ユーザーが閲覧する端末(PC、スマホ、タブレットなど)の画面サイズに合わせてページレイアウトを最適化する方法は二つあり、それぞれにメリットとデメリットがあります。
- PC版、タブレット版、スマホ版などそれぞれに別のページを用意する方法
-
- それぞれの環境ごとに表示する内容を大きく変えられる。
- デバイスごとの作成になるため、混乱しにくい。
- デバイスごとにHTML文書を作成するため、文言の修正などがあった場合それぞれに修正しなければならずチェックの手間もかかる。
- それぞれのHTML文書ごとにURLが異なるため、異なるデバイス間で共有しにくい。
- 複数のデバイスで一つのページを共有する方法…レスポンシブ
-
- HTML文書が一つなので修正や更新が一度で済み、チェックも一度で済む。
- URLも共通なので、異なるデバイス間でも共有しやすい。
- Googleなどの検索エンジンが推奨している「モバイルフレンドリー」に対応し、SEOの効果がある。
- 同じセレクタに対して条件分けの記述をする必要があるため、CSSが複雑になり、そのぶん重くなる。

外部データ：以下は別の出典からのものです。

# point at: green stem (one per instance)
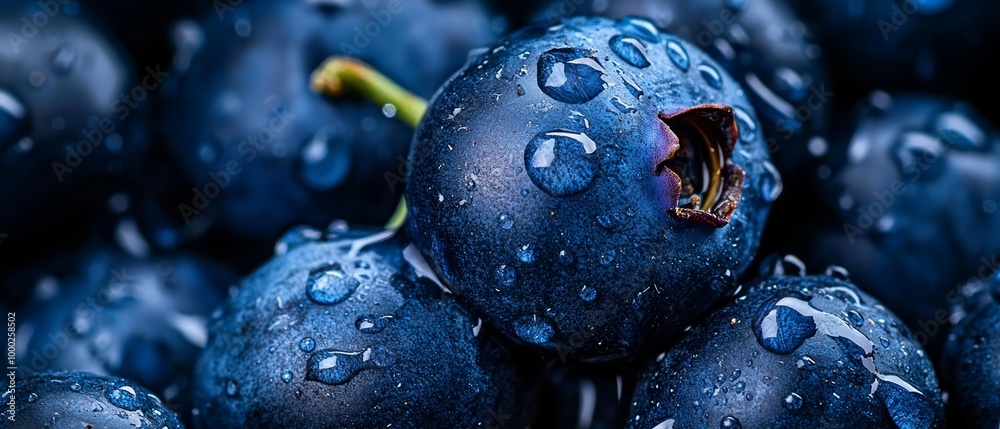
(339, 75)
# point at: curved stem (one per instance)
(339, 75)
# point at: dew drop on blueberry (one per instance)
(533, 329)
(125, 398)
(561, 163)
(330, 285)
(571, 75)
(631, 50)
(307, 345)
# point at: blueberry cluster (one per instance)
(649, 214)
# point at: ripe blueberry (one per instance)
(590, 187)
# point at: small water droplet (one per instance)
(330, 285)
(526, 254)
(506, 276)
(505, 220)
(533, 329)
(793, 401)
(371, 324)
(307, 345)
(631, 50)
(571, 75)
(855, 318)
(730, 422)
(125, 398)
(678, 55)
(561, 163)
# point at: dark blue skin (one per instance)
(303, 158)
(320, 337)
(915, 175)
(75, 399)
(110, 313)
(793, 352)
(590, 250)
(969, 367)
(763, 45)
(908, 45)
(56, 87)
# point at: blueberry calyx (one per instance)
(699, 147)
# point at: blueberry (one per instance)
(913, 175)
(582, 203)
(82, 400)
(762, 44)
(788, 353)
(349, 331)
(110, 313)
(968, 367)
(67, 141)
(254, 137)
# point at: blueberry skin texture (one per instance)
(776, 356)
(395, 351)
(913, 175)
(114, 314)
(969, 366)
(605, 272)
(244, 99)
(74, 399)
(56, 88)
(764, 46)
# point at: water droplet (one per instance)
(622, 106)
(678, 55)
(855, 318)
(336, 367)
(639, 27)
(64, 59)
(533, 329)
(631, 50)
(325, 160)
(505, 220)
(506, 276)
(605, 221)
(571, 75)
(960, 131)
(917, 149)
(561, 163)
(632, 87)
(307, 345)
(330, 285)
(711, 76)
(781, 329)
(730, 422)
(125, 398)
(371, 324)
(746, 125)
(526, 254)
(793, 401)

- 文言や内容そのものを大きく変更することは出来ない。
→レスポンシブデザインを実装することによってPC版とモバイル版など複数ファイルを管理する必要がなくなる一方で、「表示するデザインが元のページに依存する」といったデメリットもありますが、このページでは2つめの方法を解説していきます。
SEO対策
検索エンジンのGoogleでは、WEBサイトのインデックス登録や検索順位にPCサイトではなくスマホサイトを基準に評価すると発表していますので、Webサイト作成時はスマホ対応を必ず実施しましょう。

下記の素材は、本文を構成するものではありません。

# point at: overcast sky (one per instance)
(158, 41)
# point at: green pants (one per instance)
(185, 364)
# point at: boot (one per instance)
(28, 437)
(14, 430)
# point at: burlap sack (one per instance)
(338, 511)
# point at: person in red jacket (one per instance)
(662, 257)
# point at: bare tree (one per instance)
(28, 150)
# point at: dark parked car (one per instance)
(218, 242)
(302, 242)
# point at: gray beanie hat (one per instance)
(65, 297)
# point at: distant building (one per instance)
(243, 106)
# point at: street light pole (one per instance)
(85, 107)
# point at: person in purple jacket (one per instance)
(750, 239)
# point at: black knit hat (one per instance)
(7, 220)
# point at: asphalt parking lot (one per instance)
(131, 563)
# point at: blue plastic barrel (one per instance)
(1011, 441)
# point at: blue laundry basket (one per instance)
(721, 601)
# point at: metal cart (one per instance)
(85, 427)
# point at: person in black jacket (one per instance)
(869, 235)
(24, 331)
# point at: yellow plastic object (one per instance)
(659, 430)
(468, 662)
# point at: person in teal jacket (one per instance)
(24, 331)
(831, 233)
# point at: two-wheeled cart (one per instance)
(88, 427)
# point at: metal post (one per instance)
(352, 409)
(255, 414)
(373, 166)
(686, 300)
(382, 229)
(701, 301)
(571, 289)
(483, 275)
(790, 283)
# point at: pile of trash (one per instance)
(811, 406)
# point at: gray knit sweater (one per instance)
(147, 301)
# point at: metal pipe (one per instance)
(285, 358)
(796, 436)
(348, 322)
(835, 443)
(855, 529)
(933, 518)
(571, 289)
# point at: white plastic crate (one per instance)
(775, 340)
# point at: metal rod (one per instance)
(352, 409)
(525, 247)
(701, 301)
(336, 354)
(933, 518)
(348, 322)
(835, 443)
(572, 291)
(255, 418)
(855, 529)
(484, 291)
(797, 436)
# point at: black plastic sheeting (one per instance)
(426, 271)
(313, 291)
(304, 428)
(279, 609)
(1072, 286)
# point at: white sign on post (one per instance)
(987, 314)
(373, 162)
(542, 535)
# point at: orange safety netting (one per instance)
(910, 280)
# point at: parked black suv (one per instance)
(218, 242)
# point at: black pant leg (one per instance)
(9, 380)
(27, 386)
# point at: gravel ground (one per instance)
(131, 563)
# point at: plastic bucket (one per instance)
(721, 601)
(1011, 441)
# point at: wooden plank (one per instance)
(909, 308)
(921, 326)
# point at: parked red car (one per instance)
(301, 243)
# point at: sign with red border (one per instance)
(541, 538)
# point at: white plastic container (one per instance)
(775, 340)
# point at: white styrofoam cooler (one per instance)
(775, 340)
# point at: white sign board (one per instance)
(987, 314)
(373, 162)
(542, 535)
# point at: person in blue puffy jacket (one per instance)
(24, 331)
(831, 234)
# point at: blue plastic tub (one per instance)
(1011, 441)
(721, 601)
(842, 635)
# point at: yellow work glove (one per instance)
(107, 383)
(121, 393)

スマホ対応ができているかの確認を行う時は、Googleの公式ツールである「モバイルフレンドリーテスト」を使用してみましょう。
モバイルファースト
スマートフォンなどでページを閲覧した時にユーザーにストレスを与えないような配慮をモバイルファーストと言います。
スマートフォンは画面が小さく、屋外や移動中に閲覧することが多いため、フォントが小さすぎると読みにくかったり、ボタンなどのクリックできる領域が小さすぎると指ではタップできなかったりととても見づらいサイトになってしまう可能性があります。

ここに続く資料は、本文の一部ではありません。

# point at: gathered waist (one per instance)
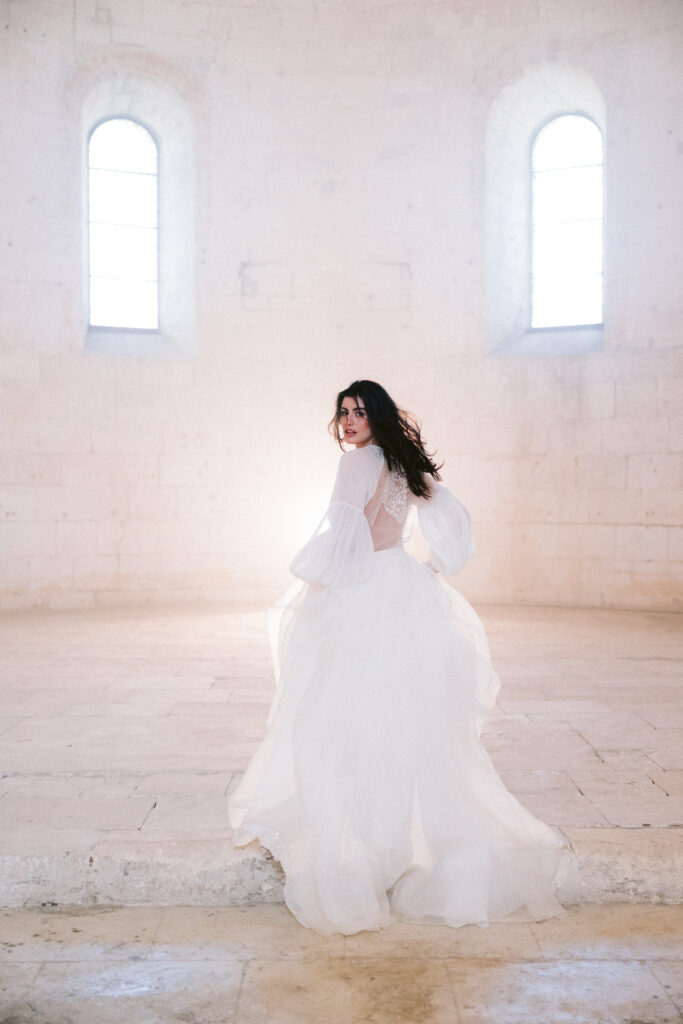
(390, 552)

「スマートフォン向けサイトを優先的に制作・公開する」という意味で、モバイルファーストという言葉が使われることもありますが、必ずしもスマートフォン向けサイトを先に公開したりPCユーザーをないがしろにするという意味ではありません。
ユーザーの利用状況などの情報を元にWebサイトを設計し、スマートフォンでもストレスなく利用できるデザインにするということです。